Es musste der malträtierte Bus gewesen sein, der seine Gedanken auf etwas umleitete, das er am ersten Tag in Askim gesehen hatte. Eine Lokomotive war aus Mysen herangeschafft worden und stand jetzt am ersten Gleis in der Bahnstation Askim, damit sie, falls die Deutschen mit der Eisenbahn, mit dem Transportzug aus Oslo kämen, dagegengefahren werden konnte. Das brachte seine Gedanken auf Otto Keller, seinen Vater.
Harald war seinem Vater sehr nahegestanden, weshalb es ihn umso schwerer getroffen hatte, als seine Eltern die Unerhörtheit begingen, sich scheiden zu lassen, eine Seltenheit damals. Im Gegensatz zu Sigurd und Bjørg hatte er den Nachnamen seines Vaters behalten, und im Gegensatz zu seinem Bruder hatte er ihn sowohl in der Halvdan Svartes gate als auch in seinem Büro besucht – auch deshalb vielleicht, weil er ihn als ein Rätsel betrachtete. Mindestens einmal die Woche war Harald bei seinem Vater gewesen, doch wenn er nach Hause gegangen war, hatte er stets gedacht: Ich kenne ihn nicht.
Otto Keller war als Ingenieur in den Thune-Werkstätten in Skøyen angestellt, in den riesigen, zwischen Drammensveien und der Eisenbahnstrecke gelegenen Hallen. Besonders in seiner Kindheit hatte Harald es spannend gefunden, mit seinem Vater dort umherzustreifen und den Arbeitern zuzusehen, die gerade mit der Herstellung von Teilen beschäftigt waren, aus denen später Turbinen oder Lokomotiven entstehen sollten. Am allerliebsten jedoch saß Harald mit einem Blatt Papier im Büro und zeichnete, während sein Vater etwas weiter weg vor riesigen gezeichneten Plänen saß, die Harald nie in Zusammenhang zu bringen vermochte mit dem, was in den Hallen vor sich ging. Anfang der 30er-Jahre hatte sein Vater mit der Arbeit an der Konstruktion eines Lokomotiventyps begonnen, der größer und stärker sein sollte als alles bis dahin in Norwegen Gesehene. Harald durfte sich die puzzleähnlichen Zeichnungen ansehen, die er zwar schön fand, bei denen er sich aber nie vorstellen konnte, wie das, was auf ihnen dargestellt war, in Wirklichkeit aussehen würde.
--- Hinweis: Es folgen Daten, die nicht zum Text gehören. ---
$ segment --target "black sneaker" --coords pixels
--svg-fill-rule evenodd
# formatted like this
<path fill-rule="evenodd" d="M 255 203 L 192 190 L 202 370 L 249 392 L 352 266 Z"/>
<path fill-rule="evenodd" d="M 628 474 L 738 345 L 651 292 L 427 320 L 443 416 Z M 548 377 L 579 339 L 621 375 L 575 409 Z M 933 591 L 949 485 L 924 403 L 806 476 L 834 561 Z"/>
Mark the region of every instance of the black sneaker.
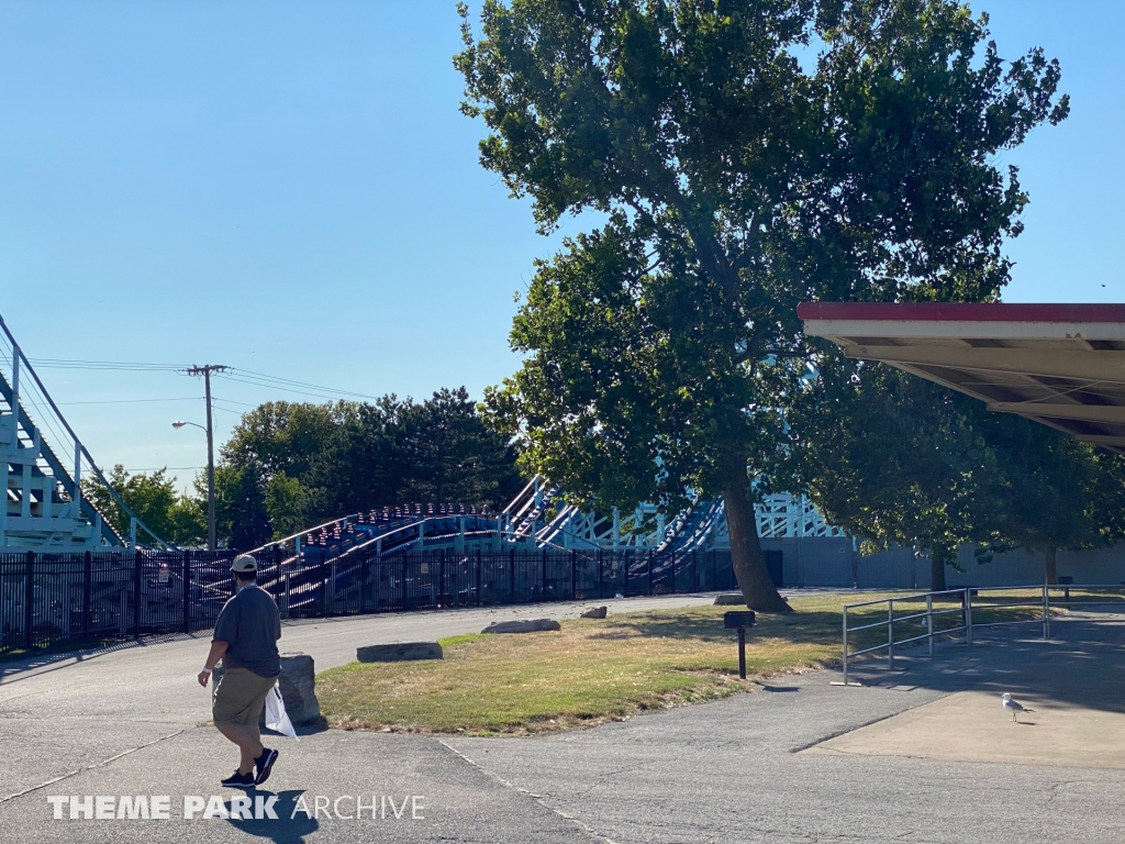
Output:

Eines Abends, nachdem sie in der Halvdan Svartes gate gemeinsam gegessen hatten, nahm sein Vater ihn mit runter zum Ostbahnhof. Harald war 14 Jahre alt. »Ich möchte dir etwas zeigen«, sagte sein Vater. Das war typisch für ihn, er sagte nie viel. Als Harald noch kleiner war, hatten sie oft zusammen Dinge im Garten oder an Bächen gebaut, Wasserräder oder kleine Brücken aus Kleinholz und Bindfäden, und nur zwischendurch hatte sein Vater etwas gesagt oder erklärt. Die Scheidung seiner Eltern war für Harald ein Rätsel. Eines Tages war seine Mutter mit den Kindern einfach nach Lysaker gezogen, und sein Vater war allein in der Halvdan Svartes gate zurückgeblieben. Wenn Harald später eine Andeutung in diese Richtung gemacht hatte, war der Vater nur noch schweigsamer geworden. An diesem Abend allerdings war er ungewohnt aufgeregt, ging leichten Schritts durch den Haupteingang des stattlichen Bahnhofsgebäudes, bei dessen Ausbau Haralds Großvater ganz zu Anfang seiner Karriere, als Angestellter in Georg Andreas Bulls Architekturbüro, mitgewirkt hatte.